FIG. 1 is a circuit diagram showing an analog low-pass filter according to an embodiment of the present invention.

FIG. 2 is a diagram showing frequency characteristics of the analog low-pass filter according to the embodiment of the present invention.

FIG. 3 is a circuit diagram showing a conventional analog low-pass filter.

FIG. 4 is a diagram showing frequency characteristics of a conventional analog low-pass filter.

[Explanation of symbols]

 6,7 resistance 8,9 capacitance 10 operational amplifier 11 P-channel MOS transistor 12 P-channel MOS transistor 13 N-channel MOS transistor 14 N-channel MOS transistor 15,16 resistance 17 resistance 18 constant current source 19 comparator (comparison circuit) 21 power supply 25 voltage Conversion circuit 26 Reference voltage generation circuit 27 Variation detection circuit 30 Resistance value adjustment circuit 31 Frequency characteristic correction circuit

Claims (5)

[Claims] 1. An analog filter formed of a resistor and a capacitor formed on a semiconductor substrate, comprising: a variation detection circuit for detecting variation in manufacturing of the resistor; and a variation in manufacturing detected by the variation detecting circuit.
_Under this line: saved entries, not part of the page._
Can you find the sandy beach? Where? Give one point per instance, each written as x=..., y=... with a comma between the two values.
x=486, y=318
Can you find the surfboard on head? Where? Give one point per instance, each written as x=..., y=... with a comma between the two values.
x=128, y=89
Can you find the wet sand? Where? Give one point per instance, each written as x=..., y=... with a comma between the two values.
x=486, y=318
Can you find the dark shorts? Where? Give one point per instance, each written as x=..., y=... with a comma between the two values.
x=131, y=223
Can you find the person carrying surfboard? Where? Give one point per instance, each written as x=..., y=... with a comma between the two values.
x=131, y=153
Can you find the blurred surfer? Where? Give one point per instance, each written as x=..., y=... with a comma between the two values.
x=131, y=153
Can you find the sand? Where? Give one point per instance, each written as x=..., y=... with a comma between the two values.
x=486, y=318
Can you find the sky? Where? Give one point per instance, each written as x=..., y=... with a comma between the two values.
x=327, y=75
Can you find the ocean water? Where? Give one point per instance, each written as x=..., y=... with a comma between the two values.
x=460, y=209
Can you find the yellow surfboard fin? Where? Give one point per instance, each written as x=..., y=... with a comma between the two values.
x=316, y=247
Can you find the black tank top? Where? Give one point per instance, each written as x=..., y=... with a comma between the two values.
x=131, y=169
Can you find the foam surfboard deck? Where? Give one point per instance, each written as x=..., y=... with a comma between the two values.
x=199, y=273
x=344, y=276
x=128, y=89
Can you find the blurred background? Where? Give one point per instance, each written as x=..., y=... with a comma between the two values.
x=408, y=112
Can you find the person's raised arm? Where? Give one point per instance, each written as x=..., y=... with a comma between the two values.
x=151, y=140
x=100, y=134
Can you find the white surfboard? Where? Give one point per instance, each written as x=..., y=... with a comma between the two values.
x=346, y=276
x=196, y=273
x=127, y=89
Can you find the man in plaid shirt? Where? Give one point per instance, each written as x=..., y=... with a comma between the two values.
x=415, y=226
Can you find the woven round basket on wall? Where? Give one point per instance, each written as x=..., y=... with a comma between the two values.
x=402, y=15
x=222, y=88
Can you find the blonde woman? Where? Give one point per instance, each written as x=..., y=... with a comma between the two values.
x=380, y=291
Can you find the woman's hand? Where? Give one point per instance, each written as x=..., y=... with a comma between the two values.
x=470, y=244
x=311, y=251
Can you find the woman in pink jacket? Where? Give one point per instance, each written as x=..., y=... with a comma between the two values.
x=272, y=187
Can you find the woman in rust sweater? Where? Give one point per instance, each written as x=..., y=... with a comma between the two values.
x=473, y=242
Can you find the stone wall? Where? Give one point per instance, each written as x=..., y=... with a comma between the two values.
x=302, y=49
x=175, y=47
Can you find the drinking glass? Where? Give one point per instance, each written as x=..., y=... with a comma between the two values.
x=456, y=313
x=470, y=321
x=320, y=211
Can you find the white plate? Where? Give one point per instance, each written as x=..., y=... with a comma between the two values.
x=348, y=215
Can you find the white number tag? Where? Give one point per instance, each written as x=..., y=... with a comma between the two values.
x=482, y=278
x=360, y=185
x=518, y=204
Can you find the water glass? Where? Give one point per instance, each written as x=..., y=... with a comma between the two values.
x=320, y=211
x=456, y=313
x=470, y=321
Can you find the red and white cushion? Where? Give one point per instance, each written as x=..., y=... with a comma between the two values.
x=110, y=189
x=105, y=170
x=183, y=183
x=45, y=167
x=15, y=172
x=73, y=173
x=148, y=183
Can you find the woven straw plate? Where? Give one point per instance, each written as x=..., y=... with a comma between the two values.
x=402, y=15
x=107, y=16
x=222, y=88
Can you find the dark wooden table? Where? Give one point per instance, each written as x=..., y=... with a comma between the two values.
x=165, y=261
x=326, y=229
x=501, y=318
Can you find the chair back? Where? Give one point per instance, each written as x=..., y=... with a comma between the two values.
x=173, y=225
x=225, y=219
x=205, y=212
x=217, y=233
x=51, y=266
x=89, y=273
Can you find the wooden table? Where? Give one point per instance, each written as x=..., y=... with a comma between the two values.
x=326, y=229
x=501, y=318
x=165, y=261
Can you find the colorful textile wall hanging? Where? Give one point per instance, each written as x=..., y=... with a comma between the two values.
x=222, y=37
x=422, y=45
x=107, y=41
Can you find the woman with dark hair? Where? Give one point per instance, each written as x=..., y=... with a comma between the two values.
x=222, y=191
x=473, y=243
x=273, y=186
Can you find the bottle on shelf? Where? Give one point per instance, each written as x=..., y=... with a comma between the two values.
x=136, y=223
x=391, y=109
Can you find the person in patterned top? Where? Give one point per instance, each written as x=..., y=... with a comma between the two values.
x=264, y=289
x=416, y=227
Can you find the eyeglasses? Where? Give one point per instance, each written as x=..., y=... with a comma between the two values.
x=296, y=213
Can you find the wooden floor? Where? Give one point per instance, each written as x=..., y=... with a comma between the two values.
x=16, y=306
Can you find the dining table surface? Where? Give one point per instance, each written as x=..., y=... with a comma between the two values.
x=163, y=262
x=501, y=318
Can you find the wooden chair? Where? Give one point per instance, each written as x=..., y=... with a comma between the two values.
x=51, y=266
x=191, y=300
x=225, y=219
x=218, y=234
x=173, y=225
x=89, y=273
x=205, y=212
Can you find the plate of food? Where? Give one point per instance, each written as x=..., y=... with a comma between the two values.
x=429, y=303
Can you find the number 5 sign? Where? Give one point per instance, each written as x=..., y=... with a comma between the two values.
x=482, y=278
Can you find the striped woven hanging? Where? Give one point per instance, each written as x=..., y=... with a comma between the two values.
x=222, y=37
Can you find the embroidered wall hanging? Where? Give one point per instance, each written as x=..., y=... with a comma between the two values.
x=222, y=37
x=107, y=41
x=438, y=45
An analog filter comprising: a frequency characteristic correction circuit that corrects the frequency characteristic according to the above. 2. The variation detection circuit includes a voltage conversion circuit for converting a manufacturing variation of a resistor into a voltage, a reference voltage generating circuit for generating a reference voltage corresponding to a resistor having no manufacturing variation, and the voltage conversion circuit for converting the reference voltage. The analog filter according to claim 1, further comprising a comparison circuit for comparing the generated voltage with the reference voltage generated by the reference voltage generation circuit. 3. The voltage converting means comprises a constant current source connected to the ground and a resistor connected between the constant current source and the power source. The reference voltage generating circuit is composed of two resistors connected in series between the power source and the ground, and the voltage divided by the two resistors is used as a reference. The comparator circuit is composed of a comparator for comparing the voltage between the resistance of the voltage converting means and the constant current source as a comparison voltage, and comparing the comparison voltage with the reference voltage of the reference voltage generating circuit. The analog filter according to claim 2, wherein: 4. The frequency characteristic correction circuit comprises a resistance value adjustment circuit for adjusting the resistance value of the resistor, and the resistance value adjustment circuit adjusts the resistance value of the resistance in accordance with the manufacturing variation detected by the variation detection circuit. The analog filter according to claim 1, 2 or 3, wherein the analog filter is adjusted to correct the frequency characteristic. 5. The resistance value adjusting circuit is composed of a transistor arranged in parallel with the resistor, and the transistor has an O-value according to the manufacturing variation detected by the variation detecting circuit.
The analog filter according to claim 4, wherein the analog filter is operated N / OFF.